I think you need to be broader in terms of what success looks like and sometimes it is not about performance

Simeon Willis, KPMG

Simeon Willis: It is a really difficult question. Even if it was five years, on the fifth birthday of the fund, is that the magic day when you can assess whether it has been a success or not? I think you need to be broader in terms of what success looks like and sometimes it is not about performance. 

It sounds a bit strange but what I mean is, you may have an investment philosophy which is, ‘I just do not like investing in companies that have not generated a profit yet because I do not think, on average, those are going to deliver returns’.

If so, investing in a strategy that avoids those sort of growth investments is something that you feel comfortable with.

You might accept that you may miss out on a tech boom, if we have that again, but it will also give you more certainty that you retain more value if we have a bubble burst. 

So the successful outcome is not, does your strategy outperform the market or outperform other people’s strategies?
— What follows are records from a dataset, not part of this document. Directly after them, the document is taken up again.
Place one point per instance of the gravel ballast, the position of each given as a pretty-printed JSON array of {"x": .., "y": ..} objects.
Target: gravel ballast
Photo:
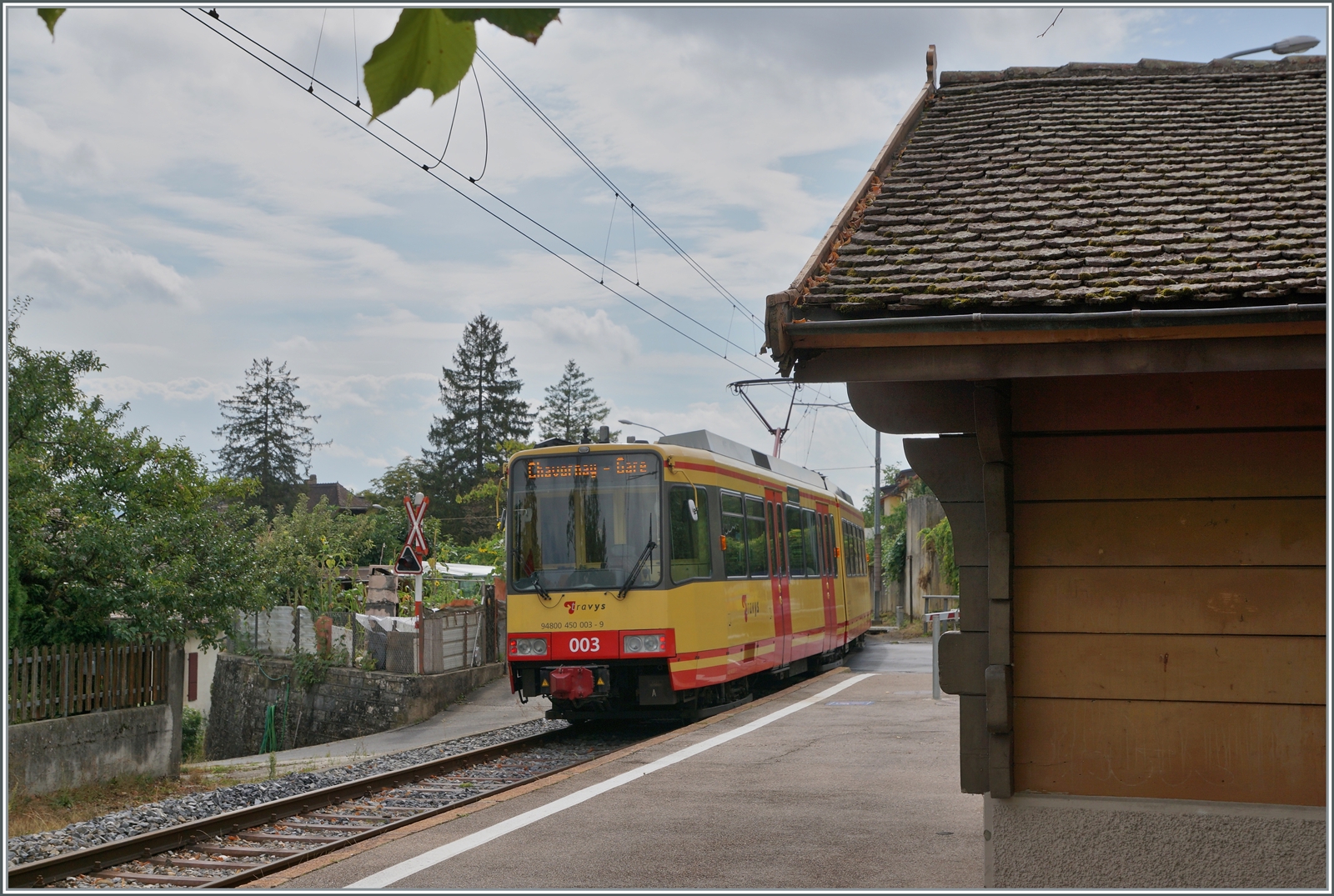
[{"x": 153, "y": 816}]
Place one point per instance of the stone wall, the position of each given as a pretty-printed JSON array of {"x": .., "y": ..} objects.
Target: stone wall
[{"x": 350, "y": 703}]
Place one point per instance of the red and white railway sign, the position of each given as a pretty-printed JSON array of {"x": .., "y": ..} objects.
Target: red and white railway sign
[{"x": 417, "y": 539}]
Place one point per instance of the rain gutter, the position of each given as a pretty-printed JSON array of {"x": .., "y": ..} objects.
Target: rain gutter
[{"x": 1061, "y": 320}]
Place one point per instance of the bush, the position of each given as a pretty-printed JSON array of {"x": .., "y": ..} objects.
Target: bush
[{"x": 193, "y": 735}]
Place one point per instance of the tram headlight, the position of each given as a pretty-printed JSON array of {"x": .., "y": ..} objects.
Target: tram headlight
[
  {"x": 529, "y": 647},
  {"x": 644, "y": 643}
]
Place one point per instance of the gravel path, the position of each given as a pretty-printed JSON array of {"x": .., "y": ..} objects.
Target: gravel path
[{"x": 151, "y": 816}]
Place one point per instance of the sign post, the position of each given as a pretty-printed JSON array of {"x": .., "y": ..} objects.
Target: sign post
[{"x": 410, "y": 563}]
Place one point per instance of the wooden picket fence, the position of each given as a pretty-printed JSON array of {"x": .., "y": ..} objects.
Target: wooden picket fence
[{"x": 71, "y": 679}]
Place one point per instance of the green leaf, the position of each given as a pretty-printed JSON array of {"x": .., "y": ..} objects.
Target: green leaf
[
  {"x": 426, "y": 49},
  {"x": 520, "y": 23},
  {"x": 50, "y": 18}
]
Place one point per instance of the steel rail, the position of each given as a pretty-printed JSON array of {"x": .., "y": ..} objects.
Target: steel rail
[
  {"x": 179, "y": 836},
  {"x": 287, "y": 862}
]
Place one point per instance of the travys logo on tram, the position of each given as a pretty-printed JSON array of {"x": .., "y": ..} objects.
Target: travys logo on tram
[{"x": 664, "y": 580}]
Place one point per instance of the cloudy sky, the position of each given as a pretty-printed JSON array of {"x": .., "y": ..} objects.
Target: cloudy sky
[{"x": 180, "y": 208}]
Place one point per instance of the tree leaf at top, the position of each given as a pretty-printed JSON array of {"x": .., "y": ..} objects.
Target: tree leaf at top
[
  {"x": 520, "y": 23},
  {"x": 51, "y": 15},
  {"x": 426, "y": 49}
]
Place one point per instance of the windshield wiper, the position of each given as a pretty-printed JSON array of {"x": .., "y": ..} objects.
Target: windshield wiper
[
  {"x": 537, "y": 584},
  {"x": 634, "y": 573}
]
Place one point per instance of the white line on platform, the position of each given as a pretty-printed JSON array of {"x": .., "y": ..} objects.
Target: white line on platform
[{"x": 398, "y": 873}]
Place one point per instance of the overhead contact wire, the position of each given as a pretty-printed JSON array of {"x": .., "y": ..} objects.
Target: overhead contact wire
[
  {"x": 455, "y": 189},
  {"x": 611, "y": 186},
  {"x": 499, "y": 199}
]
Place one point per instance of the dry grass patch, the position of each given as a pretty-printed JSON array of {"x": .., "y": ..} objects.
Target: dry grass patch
[{"x": 30, "y": 813}]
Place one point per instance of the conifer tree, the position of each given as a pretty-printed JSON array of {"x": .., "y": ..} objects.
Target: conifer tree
[
  {"x": 484, "y": 409},
  {"x": 571, "y": 407},
  {"x": 266, "y": 433}
]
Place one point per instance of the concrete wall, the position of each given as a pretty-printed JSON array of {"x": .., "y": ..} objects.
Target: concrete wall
[
  {"x": 350, "y": 703},
  {"x": 58, "y": 753},
  {"x": 207, "y": 663},
  {"x": 1091, "y": 842},
  {"x": 55, "y": 753}
]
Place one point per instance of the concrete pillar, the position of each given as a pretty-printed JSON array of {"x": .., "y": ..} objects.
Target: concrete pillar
[{"x": 177, "y": 699}]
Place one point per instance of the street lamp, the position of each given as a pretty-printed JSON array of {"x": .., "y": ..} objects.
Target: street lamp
[
  {"x": 1291, "y": 46},
  {"x": 631, "y": 423}
]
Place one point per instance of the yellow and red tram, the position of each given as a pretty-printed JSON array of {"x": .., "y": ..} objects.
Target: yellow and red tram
[{"x": 651, "y": 580}]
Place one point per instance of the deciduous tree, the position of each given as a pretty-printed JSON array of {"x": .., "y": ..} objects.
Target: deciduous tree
[{"x": 113, "y": 533}]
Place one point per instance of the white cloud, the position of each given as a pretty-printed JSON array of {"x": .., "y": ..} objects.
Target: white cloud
[
  {"x": 182, "y": 209},
  {"x": 587, "y": 335},
  {"x": 99, "y": 273}
]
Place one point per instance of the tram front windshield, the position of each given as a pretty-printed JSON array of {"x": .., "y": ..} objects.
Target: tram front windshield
[{"x": 586, "y": 522}]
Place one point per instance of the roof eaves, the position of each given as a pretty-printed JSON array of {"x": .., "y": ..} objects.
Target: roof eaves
[{"x": 778, "y": 306}]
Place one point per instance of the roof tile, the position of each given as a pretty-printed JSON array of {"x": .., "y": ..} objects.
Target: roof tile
[{"x": 1097, "y": 184}]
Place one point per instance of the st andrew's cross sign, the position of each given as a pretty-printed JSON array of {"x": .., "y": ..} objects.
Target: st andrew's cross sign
[{"x": 415, "y": 548}]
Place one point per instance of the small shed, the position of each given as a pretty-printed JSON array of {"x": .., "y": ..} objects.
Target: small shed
[{"x": 1105, "y": 287}]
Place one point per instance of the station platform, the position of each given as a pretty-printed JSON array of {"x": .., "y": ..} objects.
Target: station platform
[{"x": 849, "y": 780}]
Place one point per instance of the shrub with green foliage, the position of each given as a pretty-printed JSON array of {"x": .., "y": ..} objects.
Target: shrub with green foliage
[
  {"x": 193, "y": 735},
  {"x": 113, "y": 533}
]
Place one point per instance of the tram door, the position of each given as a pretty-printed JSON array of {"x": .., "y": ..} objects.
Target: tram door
[
  {"x": 825, "y": 553},
  {"x": 778, "y": 573}
]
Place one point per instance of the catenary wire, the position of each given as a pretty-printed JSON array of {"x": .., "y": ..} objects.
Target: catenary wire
[
  {"x": 455, "y": 189},
  {"x": 318, "y": 42},
  {"x": 499, "y": 199},
  {"x": 606, "y": 180}
]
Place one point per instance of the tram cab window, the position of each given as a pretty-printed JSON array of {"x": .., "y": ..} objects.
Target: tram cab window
[
  {"x": 691, "y": 548},
  {"x": 757, "y": 553},
  {"x": 795, "y": 542},
  {"x": 809, "y": 540},
  {"x": 734, "y": 531}
]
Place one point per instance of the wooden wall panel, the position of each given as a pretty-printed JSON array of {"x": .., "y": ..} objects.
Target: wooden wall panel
[
  {"x": 1214, "y": 464},
  {"x": 1287, "y": 533},
  {"x": 1221, "y": 600},
  {"x": 1189, "y": 751},
  {"x": 1214, "y": 668},
  {"x": 1241, "y": 400}
]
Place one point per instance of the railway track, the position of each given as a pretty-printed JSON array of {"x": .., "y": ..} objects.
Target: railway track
[{"x": 235, "y": 847}]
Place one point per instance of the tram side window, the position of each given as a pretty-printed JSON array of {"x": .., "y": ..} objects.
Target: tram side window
[
  {"x": 734, "y": 533},
  {"x": 795, "y": 540},
  {"x": 757, "y": 551},
  {"x": 854, "y": 549},
  {"x": 691, "y": 548},
  {"x": 810, "y": 542}
]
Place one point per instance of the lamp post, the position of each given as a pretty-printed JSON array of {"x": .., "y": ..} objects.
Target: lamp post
[
  {"x": 631, "y": 423},
  {"x": 875, "y": 516},
  {"x": 1298, "y": 44}
]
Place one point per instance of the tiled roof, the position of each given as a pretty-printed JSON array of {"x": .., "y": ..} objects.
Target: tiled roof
[{"x": 1091, "y": 187}]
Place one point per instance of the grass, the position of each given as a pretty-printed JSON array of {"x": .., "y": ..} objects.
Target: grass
[
  {"x": 913, "y": 629},
  {"x": 30, "y": 813}
]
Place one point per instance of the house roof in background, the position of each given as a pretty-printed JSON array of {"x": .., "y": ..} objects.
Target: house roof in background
[{"x": 1093, "y": 187}]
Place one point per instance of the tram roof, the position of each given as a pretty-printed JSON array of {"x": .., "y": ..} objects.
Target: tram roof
[{"x": 706, "y": 440}]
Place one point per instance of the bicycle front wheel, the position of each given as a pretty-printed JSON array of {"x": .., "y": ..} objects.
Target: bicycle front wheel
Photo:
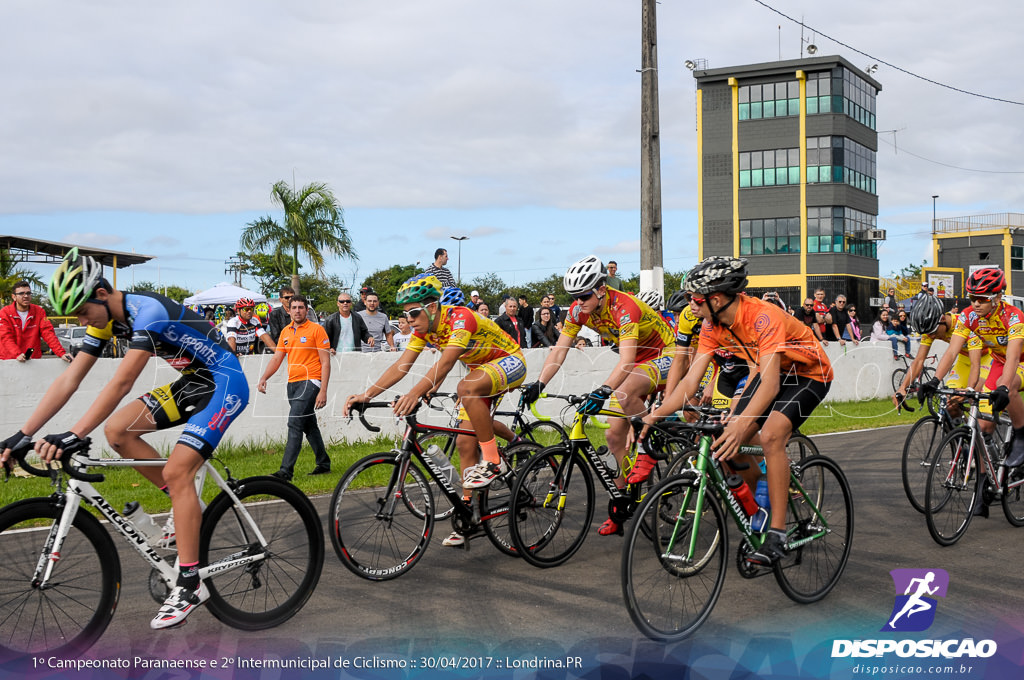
[
  {"x": 952, "y": 489},
  {"x": 819, "y": 524},
  {"x": 671, "y": 585},
  {"x": 71, "y": 612},
  {"x": 918, "y": 448},
  {"x": 549, "y": 522},
  {"x": 380, "y": 524},
  {"x": 269, "y": 591}
]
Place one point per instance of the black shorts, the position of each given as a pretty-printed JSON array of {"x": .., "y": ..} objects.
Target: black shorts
[{"x": 798, "y": 397}]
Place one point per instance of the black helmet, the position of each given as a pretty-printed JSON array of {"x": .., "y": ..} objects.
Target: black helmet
[
  {"x": 926, "y": 315},
  {"x": 718, "y": 273}
]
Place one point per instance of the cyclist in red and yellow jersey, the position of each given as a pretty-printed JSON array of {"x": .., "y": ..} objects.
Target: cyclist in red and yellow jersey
[
  {"x": 646, "y": 347},
  {"x": 496, "y": 365},
  {"x": 1000, "y": 328},
  {"x": 793, "y": 377}
]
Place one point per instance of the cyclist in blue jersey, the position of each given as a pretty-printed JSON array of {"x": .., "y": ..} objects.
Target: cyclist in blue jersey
[{"x": 210, "y": 392}]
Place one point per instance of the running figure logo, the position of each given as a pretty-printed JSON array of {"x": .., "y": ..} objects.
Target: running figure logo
[{"x": 915, "y": 603}]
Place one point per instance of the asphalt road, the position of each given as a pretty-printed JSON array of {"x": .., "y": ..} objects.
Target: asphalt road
[{"x": 478, "y": 603}]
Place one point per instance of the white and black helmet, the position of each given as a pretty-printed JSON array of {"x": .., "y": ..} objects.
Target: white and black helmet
[
  {"x": 586, "y": 274},
  {"x": 653, "y": 299},
  {"x": 718, "y": 273}
]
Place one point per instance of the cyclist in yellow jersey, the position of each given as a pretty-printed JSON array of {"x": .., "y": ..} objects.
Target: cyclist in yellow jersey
[
  {"x": 933, "y": 324},
  {"x": 1000, "y": 328},
  {"x": 646, "y": 347},
  {"x": 496, "y": 365}
]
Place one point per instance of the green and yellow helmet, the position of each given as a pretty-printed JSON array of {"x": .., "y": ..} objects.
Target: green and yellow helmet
[
  {"x": 421, "y": 288},
  {"x": 74, "y": 282}
]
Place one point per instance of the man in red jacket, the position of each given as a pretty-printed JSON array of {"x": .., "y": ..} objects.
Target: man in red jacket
[{"x": 22, "y": 324}]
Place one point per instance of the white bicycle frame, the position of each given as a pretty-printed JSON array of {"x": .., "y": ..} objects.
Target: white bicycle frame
[{"x": 82, "y": 492}]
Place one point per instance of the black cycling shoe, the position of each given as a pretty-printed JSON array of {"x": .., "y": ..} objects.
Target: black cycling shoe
[{"x": 772, "y": 550}]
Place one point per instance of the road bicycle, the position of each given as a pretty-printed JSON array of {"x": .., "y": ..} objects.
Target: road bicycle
[
  {"x": 549, "y": 524},
  {"x": 383, "y": 510},
  {"x": 261, "y": 543},
  {"x": 672, "y": 581},
  {"x": 967, "y": 474}
]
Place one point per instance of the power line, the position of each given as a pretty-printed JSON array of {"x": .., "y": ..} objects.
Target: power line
[{"x": 891, "y": 66}]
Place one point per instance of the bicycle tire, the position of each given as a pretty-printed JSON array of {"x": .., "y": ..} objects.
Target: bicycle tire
[
  {"x": 496, "y": 499},
  {"x": 950, "y": 494},
  {"x": 547, "y": 535},
  {"x": 550, "y": 432},
  {"x": 918, "y": 448},
  {"x": 369, "y": 544},
  {"x": 670, "y": 595},
  {"x": 446, "y": 442},
  {"x": 809, "y": 571},
  {"x": 68, "y": 617},
  {"x": 1013, "y": 496},
  {"x": 897, "y": 378}
]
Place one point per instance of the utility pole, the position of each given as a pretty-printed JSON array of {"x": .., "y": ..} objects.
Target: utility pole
[{"x": 651, "y": 262}]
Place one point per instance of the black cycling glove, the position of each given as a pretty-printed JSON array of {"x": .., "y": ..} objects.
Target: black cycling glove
[
  {"x": 531, "y": 391},
  {"x": 927, "y": 389},
  {"x": 999, "y": 398},
  {"x": 595, "y": 400}
]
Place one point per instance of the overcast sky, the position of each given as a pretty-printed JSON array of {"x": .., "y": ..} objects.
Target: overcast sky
[{"x": 161, "y": 127}]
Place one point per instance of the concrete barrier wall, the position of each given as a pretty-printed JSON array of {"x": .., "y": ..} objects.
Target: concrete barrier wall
[{"x": 862, "y": 373}]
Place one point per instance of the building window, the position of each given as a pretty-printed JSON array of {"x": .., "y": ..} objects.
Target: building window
[
  {"x": 841, "y": 161},
  {"x": 773, "y": 167},
  {"x": 769, "y": 237}
]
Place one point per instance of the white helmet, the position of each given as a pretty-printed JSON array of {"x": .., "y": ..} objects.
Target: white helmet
[
  {"x": 653, "y": 299},
  {"x": 585, "y": 275}
]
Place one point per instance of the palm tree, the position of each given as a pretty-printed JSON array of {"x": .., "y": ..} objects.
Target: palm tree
[{"x": 313, "y": 224}]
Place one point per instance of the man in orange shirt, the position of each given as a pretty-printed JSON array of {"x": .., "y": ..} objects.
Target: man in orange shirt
[{"x": 308, "y": 351}]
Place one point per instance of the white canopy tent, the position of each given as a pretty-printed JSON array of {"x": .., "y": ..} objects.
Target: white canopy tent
[{"x": 223, "y": 293}]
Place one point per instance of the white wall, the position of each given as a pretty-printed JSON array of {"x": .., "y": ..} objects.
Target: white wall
[{"x": 861, "y": 373}]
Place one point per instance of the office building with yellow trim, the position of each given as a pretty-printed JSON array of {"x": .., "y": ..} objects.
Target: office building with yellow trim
[{"x": 786, "y": 177}]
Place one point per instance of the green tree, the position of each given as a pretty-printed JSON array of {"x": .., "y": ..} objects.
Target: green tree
[
  {"x": 313, "y": 224},
  {"x": 386, "y": 283}
]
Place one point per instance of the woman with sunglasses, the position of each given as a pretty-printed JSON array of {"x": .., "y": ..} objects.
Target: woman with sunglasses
[
  {"x": 496, "y": 366},
  {"x": 646, "y": 347},
  {"x": 1000, "y": 328}
]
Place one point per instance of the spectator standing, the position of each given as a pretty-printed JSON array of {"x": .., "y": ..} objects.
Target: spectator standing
[
  {"x": 307, "y": 349},
  {"x": 545, "y": 332},
  {"x": 346, "y": 332},
  {"x": 438, "y": 269},
  {"x": 24, "y": 325},
  {"x": 611, "y": 281},
  {"x": 280, "y": 316},
  {"x": 509, "y": 322},
  {"x": 378, "y": 325}
]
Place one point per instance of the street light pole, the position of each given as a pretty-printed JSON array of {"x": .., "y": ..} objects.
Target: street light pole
[{"x": 460, "y": 240}]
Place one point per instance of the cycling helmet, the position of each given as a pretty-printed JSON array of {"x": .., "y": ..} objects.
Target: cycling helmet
[
  {"x": 653, "y": 299},
  {"x": 74, "y": 282},
  {"x": 453, "y": 296},
  {"x": 926, "y": 315},
  {"x": 718, "y": 273},
  {"x": 986, "y": 282},
  {"x": 421, "y": 288},
  {"x": 678, "y": 301},
  {"x": 586, "y": 274}
]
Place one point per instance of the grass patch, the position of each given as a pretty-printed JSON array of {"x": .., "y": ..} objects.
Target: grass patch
[{"x": 252, "y": 459}]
It is just, is it doing what I want it to do, more generally? And the performance should come through depending on the scenario.

[It] needs to be carved in stone on the day when it is decided because memories are not that long, especially when the lead decision-maker is changed

Stephen Miles, Towers Watson

Miles: I agree but, if so, that needs to be carved in stone on the day when it is decided because memories are not that long, especially when the lead decision-maker is changed. 

I think that is a really good idea, but it is not easy to pull off.

Maxine Kelly: Has smart beta become cheaper over the past 12 months?

Koriath: I think it has come down. I am not sure whether we can say definitely in the past 12 months, but over the past couple of years smart beta has definitely come down.

Kearney: This is coming from the other side of that: I think fund pricing is coming down. I am not convinced that implementation of the strategies is any less expensive to do.

So strategies that are ultimately expressed in a net format and a net index are net of the implementation fees and the other fees that are taken, and I have not really seen those coming down. Whereas the fund pricing of the unit you are buying, that is definitely getting some pressure.

Miles: Management fees are subject to competitive market forces; there is more competition now, so we have seen lower fees.

Richard Hannam: You could buy it separately managed. I mean, if an exchange traded fund is publishing its holdings every day; if I thought that a particular ETF was great but they were going to charge me 50 basis points for the fund wrapper, the listing and all the support, in theory I could go onto the website every morning, look at the holdings and replicate it.

If I can do that for 5bp, I have saved 90 per cent of the fee.

Willis: I see the whole purpose of ETFs as being the wrapper; it is the cost-effective wrapper that is providing you access to something you would not otherwise be able to access.

Hannam: I think they do serve a purpose for those that cannot get it in another form. I would argue that those starting to use ETFs include wealth managers, who have lots of private clients, where they could not do that, so they need that structure and that is the right way for them to implement.

However, you have seen it in that space, the competition is driving down the cost – so that, overall, is good for investors.

Kearney: Yes, I agree.

Hannam: However, if you look at the licence fees index providers charge, that would be one fee. I think RAFI originally started off at 12bp back in about 2005/2006 and then it became 6bp, which is broadly, I think, where it is now.

Whereas MSCI, for most of its equivalent strategies, would charge you 3bp. So you have seen that price come down and you may well see it fall further. MSCI and any index provider that has intellectual capital tied up in it will want to try and hold that particular line.

Kearney: It depends, I think. If you are working with MSCI, S&P or FTSE, it is whether you are dealing with what they would consider to be their main market reference indices, where they are trying to achieve 2-3bp if they can on licensing, or you are working with their bespoke arm, where the prices are 7.5 and north.

Those are embedded fees, not necessarily licence fees, so depending on what you are buying, that fee may already be gone.